Email Engagement by Industry:
Greater Segmentation and Personalization Delivers Higher Click-Through RatesBased on the customer data Emarsys has obtained, our new AI-driven Deliverability Engagement Score allows us to predict, in real-time, the open and click rates for email before sending out a campaign. One of the most important elements is the Engagement Score, helping you better understand which customers are unlikely to engage with a campaign. Using this insight, you can segment these ‘risky’ email subscribers out of a given sending list, improving deliverability and total open rates. By using machine learning and AI, marketers can come to understand that there are some recipients to whom they should not send. Ultimately, the Deliverability Engagement Score reduces the amount of leg- and guess-work traditionally involved in engagement-based email segmentation.
We’re also seeing a big variance in click-through rates across industries and quartiles. As shown in the top quartile of click rates in the table above, E-commerce (3.26%), Retail (2.71%), Technology & Telecoms (3.45%), and Travel & Hospitality (2.97%) all share something in common. The more levels of segmentation a campaign has, the higher the click-through rate. Clients using one or fewer data fields in their campaign segmentation are more likely to be in the bottom quartile. For advice on best practices and techniques to improve your click-through rates, read our article “How to Measure the Success of Your Email Campaigns”.

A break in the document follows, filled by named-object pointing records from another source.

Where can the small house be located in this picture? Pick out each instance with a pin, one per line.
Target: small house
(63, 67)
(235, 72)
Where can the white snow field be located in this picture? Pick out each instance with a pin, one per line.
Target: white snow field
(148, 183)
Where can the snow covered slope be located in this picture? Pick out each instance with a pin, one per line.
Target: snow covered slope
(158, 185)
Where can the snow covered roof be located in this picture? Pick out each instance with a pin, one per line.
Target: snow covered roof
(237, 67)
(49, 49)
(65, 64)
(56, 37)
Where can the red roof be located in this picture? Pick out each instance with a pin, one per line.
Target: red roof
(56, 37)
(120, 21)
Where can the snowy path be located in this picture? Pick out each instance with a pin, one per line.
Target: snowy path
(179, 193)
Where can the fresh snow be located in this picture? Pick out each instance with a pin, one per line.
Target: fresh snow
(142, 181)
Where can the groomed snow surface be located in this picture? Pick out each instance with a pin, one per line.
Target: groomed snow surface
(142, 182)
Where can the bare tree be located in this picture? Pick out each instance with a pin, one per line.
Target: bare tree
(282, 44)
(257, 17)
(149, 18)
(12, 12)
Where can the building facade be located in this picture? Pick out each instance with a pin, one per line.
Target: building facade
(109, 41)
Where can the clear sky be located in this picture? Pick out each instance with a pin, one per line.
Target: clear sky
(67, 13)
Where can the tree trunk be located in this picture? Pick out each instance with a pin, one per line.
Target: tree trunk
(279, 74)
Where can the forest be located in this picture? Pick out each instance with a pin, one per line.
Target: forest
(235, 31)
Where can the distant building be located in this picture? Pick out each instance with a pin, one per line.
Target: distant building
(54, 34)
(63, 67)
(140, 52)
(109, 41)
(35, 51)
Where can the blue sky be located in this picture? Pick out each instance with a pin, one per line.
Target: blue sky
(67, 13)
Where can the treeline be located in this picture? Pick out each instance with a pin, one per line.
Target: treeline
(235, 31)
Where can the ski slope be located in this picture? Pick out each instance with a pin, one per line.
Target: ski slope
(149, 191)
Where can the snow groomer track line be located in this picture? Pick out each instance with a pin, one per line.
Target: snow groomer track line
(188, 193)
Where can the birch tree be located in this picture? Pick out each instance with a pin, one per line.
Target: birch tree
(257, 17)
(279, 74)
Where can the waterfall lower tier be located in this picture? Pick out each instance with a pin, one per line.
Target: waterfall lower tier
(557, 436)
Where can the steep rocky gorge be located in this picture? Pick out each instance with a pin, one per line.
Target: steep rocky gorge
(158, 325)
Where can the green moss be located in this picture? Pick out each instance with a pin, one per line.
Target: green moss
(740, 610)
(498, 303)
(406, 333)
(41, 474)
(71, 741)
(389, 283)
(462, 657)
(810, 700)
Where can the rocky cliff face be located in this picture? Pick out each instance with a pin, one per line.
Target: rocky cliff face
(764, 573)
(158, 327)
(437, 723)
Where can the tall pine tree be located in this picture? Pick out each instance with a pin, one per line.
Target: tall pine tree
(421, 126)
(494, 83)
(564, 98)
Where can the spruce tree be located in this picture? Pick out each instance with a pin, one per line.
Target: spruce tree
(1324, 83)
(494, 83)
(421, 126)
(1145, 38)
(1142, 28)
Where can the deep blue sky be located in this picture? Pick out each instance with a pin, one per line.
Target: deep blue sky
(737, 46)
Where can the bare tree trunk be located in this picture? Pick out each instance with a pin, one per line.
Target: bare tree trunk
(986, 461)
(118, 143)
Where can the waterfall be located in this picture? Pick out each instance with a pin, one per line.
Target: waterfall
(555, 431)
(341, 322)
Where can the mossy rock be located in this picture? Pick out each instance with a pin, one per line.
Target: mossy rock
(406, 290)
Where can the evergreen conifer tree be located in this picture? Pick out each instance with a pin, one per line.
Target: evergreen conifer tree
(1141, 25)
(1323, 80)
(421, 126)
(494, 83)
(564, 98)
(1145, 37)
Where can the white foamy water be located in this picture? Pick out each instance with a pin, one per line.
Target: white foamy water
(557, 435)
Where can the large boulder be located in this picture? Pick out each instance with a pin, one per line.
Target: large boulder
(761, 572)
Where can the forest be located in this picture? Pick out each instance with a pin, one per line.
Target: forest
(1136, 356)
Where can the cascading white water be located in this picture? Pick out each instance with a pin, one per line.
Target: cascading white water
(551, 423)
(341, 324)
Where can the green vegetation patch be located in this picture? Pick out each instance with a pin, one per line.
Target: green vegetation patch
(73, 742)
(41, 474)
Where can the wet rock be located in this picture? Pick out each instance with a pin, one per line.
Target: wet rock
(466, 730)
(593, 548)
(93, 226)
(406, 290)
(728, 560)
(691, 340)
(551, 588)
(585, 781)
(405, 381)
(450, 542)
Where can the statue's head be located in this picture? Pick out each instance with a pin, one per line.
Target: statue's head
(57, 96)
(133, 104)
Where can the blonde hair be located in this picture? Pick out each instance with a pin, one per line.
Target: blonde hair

Looking at other trends within those verticals, we can see that within Travel & Tourism what separates the bottom 25% of clients (0.821% average click rate) from the top 25% (2.97% average click rate) is the use of more complex segmentation and email personalization. Some of the strategies clients are using to drive up this key metric can be found in our “Live Email Content: The Next Revolution in Travel Marketing” whitepaper.
Opt-In Requirements Produce High Engagement, But Slow Email List Growth
As mentioned earlier, we are lucky to work with clients in more than 100 countries, and we have looked closely at the different regions we serve, both to better understand the differences in email engagement rates, and to learn from our international footprint.
As shown in the table below, we see some clear differences between the number of emails sent and engagement in Russia, Turkey, and Southeast Asia, versus markets like the US, the UK, Germany, Austria, and Switzerland.
Email Engagement by Territory (March 2017 Data):
We have seen a rise in daily email sending in markets such as Russia, Turkey, and Southeast Asia, and while total opens and clicks have increased for these clients, individual campaign performance has suffered drops in open and click rates and a rise in bounce rates. Again, marketers must get the balance of quantity versus quality as we’re seeing ISPs, including Outlook.com and Gmail, become much more aggressive with behavior-based filtering. This is in response to a marked drop in open rates for clutter markets (those with a large percentage of their list with Microsoft-owned and -operated domains and Outlook Mobile or Desktop Client users), with a high dependence on Hotmail and Outlook.An interesting theme is the connection between a nation’s opt-in laws and the engagement rates for email campaigns. Double opt-in is a mandatory requirement for whitelisting with major providers in DACH, which has led to much higher engagement rates. However, those engagement rates came at the expense of much slower list growth (as a percentage of database size).